La guerre pour l'est de la Syrie ne fait que commencer

La guerre pour l'est de la Syrie ne fait que commencer
  • Une réunion de haut niveau de responsables militaires et des services de renseignement russes, iraniens et syriens a abouti à la création d’un «centre de coordination» pour mener une campagne contre des cibles américaines
  • La seule façon de sortir de ce bourbier est que les Syriens puissent un jour être gouvernés par des dirigeants qui respectent leurs droits, leurs libertés et leur souveraineté; l'attente risque d'être longue

Au cours des deux dernières années, il a semblé de plus en plus inévitable qu'un nouveau conflit régional finisse pas éclater, l'Iran et ses alliés étant en lutte contre Israël et les États-Unis. Après une période où le sud du Liban et probablement l'Irak étaient considérés comme des points chauds potentiels, l'attention se tourne désormais vers la bataille pour le contrôle de l'est de la Syrie en tant que voie vers une influence régionale plus large.

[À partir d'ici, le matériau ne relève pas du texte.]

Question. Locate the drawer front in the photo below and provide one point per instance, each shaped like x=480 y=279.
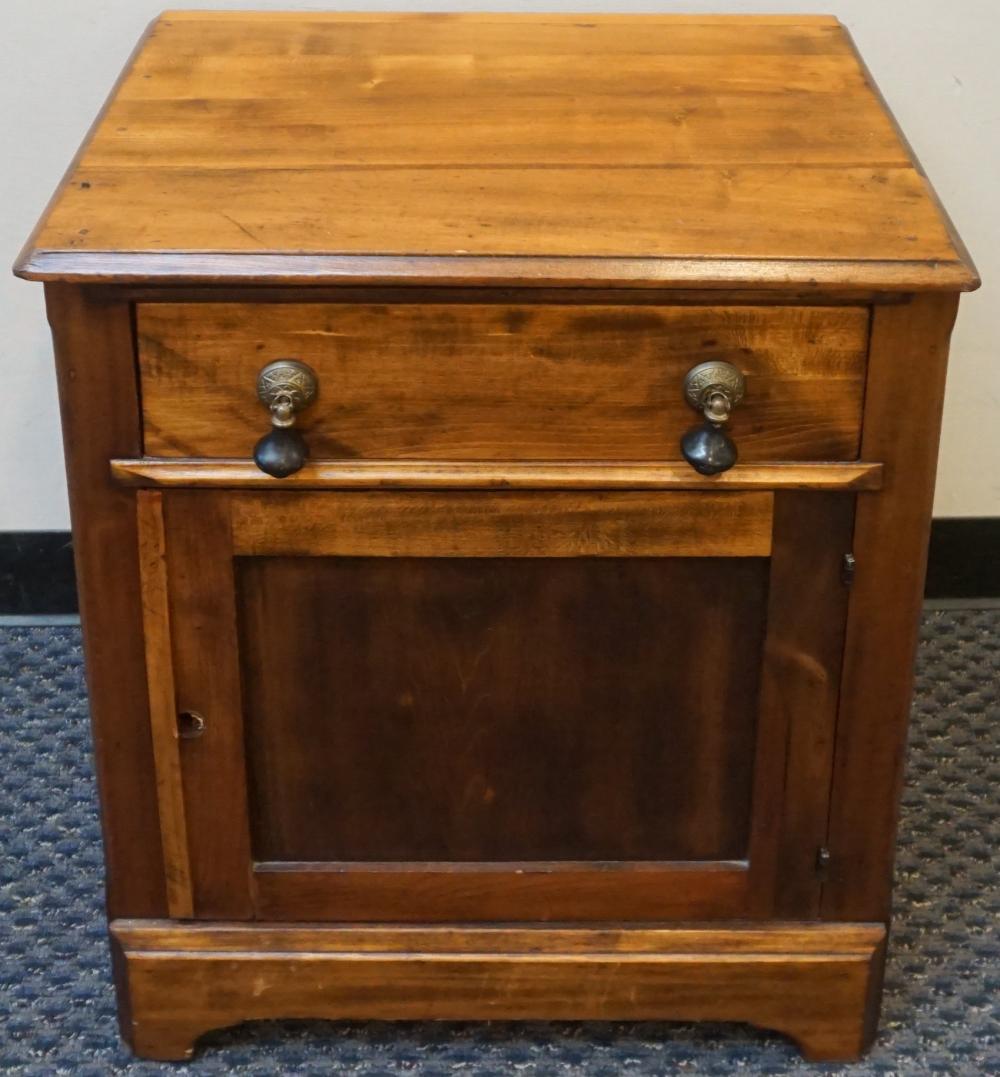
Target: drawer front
x=492 y=381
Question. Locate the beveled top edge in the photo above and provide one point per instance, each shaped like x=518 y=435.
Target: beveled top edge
x=210 y=15
x=205 y=267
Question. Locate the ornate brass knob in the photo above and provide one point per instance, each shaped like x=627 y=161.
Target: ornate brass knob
x=714 y=388
x=285 y=388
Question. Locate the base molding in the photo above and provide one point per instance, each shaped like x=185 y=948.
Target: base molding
x=817 y=983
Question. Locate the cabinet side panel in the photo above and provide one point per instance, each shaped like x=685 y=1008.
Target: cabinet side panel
x=902 y=423
x=99 y=401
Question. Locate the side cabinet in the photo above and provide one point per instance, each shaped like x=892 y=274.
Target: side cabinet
x=469 y=733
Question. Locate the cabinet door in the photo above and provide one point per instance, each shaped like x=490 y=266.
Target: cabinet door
x=394 y=705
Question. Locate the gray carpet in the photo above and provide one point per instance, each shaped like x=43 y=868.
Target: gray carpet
x=941 y=1013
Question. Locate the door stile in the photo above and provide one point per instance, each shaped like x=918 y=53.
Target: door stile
x=201 y=589
x=163 y=703
x=799 y=699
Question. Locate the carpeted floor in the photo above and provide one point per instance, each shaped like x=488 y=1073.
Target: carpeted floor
x=941 y=1013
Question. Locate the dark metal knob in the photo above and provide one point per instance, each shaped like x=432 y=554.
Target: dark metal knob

La récente publication par le Washington Post de documents du renseignement américain classifiés ayant fuité a révélé comment l'Iran prépare les militants en Syrie à une nouvelle phase d'attaques meurtrières contre les troupes américaines qui s’y trouvent, tout en travaillant également avec la Russie sur une stratégie plus large pour chasser complètement les Américains de la région.

Selon ces documents, dans le cadre des aspirations de Bachar al-Assad à reprendre le contrôle de l'est du pays, en novembre 2022, une réunion de haut niveau de responsables militaires et des services de renseignement russes, iraniens et syriens a abouti à la création d’un «centre de coordination» pour mener une campagne contre des cibles américaines.

Cette réunion tripartite incluait apparemment une stratégie de mobilisation visant à effectuer une campagne populaire d'attaques contre les forces américaines. L'Iran a cherché à établir des centres permanents de soutien populaire dans l'est de la Syrie en recrutant parmi les forces locales, en payant certaines tribus ainsi que des responsables, et en créant des écoles et des institutions religieuses dans le but d’exercer une influence idéologique. Cette nouvelle stratégie cherche à mobiliser ces mandataires en vue d’un soulèvement actif contre la présence américaine.

Près de 1 000 soldats américains sont restés dans l'est de la Syrie, manifestement pour combattre Daech, mais plus spécifiquement pour entraver les ambitions des militants soutenus par l'Iran. La principale base contrôlée par les États-Unis à Al-Tanf, dans la zone frontalière entre l'Irak, la Jordanie et la Syrie, a été un élément décisif pour contrecarrer les ambitions de Damas, Moscou et Téhéran, à resserrer leur contrôle dans l'est du pays.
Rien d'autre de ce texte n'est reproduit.